One of the biggest challenges when it comes to drug development is in reducing the amount of the drug needed to attain the therapeutic benefit. Most drugs on the market are crystalline; they don't get fully absorbed by the body and thus we don't get the most efficient use out of them.
Getting pharmaceuticals from solution into an amorphous state, however, is no easy task. If the solution evaporates while it is in contact with part of a vessel, it is far more likely to solidify in its crystalline form. It's almost as if these substances want to find a way to become crystalline.

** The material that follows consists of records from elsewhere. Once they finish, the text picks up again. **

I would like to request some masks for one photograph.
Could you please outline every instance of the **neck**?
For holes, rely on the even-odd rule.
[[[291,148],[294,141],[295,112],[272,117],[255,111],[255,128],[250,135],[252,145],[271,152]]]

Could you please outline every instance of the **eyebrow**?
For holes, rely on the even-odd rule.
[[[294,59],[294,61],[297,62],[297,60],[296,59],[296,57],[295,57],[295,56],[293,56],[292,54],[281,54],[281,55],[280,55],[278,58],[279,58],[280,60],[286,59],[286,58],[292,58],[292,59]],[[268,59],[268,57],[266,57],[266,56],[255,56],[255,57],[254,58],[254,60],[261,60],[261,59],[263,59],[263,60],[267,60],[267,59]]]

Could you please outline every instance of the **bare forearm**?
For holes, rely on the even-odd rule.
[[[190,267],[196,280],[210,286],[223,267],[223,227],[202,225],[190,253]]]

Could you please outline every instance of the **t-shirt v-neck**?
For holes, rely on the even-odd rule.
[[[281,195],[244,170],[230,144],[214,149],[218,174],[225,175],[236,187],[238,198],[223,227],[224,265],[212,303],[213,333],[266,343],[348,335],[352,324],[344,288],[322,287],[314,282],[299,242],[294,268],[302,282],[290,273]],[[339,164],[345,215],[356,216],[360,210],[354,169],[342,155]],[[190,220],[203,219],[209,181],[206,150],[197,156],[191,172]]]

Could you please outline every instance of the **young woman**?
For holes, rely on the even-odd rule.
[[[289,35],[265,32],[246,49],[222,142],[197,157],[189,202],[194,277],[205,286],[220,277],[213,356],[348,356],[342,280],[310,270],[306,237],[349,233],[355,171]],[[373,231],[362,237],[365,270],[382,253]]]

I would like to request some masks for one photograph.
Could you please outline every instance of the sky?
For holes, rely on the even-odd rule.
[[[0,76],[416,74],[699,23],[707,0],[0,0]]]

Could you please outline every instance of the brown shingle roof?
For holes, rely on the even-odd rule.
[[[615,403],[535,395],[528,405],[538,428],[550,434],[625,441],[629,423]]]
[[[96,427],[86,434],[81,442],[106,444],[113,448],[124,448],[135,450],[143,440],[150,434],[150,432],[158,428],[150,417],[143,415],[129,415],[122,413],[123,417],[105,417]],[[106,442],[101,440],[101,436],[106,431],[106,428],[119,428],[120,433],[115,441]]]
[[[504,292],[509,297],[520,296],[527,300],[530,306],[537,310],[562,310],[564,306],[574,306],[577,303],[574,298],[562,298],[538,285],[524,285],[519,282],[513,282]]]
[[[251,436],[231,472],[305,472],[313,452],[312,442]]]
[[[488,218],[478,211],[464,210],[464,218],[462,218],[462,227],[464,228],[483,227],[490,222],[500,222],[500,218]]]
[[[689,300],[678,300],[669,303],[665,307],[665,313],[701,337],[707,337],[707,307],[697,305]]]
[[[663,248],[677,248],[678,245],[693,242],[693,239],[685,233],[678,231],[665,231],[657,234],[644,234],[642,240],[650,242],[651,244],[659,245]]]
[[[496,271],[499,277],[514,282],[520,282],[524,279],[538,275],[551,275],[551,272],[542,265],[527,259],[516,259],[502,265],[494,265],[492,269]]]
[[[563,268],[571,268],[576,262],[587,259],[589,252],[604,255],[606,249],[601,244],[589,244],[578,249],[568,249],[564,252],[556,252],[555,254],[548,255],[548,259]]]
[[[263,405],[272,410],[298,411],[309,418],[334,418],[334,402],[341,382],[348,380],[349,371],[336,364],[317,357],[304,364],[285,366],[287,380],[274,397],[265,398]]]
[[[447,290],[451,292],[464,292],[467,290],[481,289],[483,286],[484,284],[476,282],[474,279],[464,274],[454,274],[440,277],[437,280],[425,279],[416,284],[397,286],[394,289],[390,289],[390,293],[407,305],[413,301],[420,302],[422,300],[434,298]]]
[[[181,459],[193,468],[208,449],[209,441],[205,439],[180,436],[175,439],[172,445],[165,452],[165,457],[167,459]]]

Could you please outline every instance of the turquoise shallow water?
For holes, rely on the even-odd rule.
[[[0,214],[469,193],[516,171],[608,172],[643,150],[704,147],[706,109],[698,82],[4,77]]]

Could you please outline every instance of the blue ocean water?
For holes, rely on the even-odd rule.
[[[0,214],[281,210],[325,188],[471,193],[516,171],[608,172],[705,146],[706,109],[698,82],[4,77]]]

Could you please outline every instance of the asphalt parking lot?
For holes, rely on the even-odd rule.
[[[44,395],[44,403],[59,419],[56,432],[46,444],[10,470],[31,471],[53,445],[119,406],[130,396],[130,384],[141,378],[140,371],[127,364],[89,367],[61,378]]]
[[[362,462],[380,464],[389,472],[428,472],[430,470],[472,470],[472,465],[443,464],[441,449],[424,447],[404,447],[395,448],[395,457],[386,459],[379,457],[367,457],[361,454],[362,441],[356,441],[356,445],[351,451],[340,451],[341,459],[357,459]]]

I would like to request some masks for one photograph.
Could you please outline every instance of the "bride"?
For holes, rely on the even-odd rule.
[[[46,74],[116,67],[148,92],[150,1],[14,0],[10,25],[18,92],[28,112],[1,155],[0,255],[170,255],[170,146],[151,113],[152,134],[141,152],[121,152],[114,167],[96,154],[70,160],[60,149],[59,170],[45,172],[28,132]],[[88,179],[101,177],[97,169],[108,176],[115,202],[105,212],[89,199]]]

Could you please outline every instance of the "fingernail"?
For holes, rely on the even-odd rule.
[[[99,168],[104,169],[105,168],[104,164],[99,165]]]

In order to avoid this problem, a way to evaporate a solution without it touching anything was required. Because liquids conform to the shape of their containers, this was a nearly impossible requirement; so difficult, in fact, that an acoustic levitator, a piece of equipment originally developed for NASA to simulate microgravity conditions, had to be used.
Levitation or "containerless processing" can form pristine samples that can be probed in situ with a high-energy X-ray beam. This allows amorphisation of the drug to be studied while it is being processed.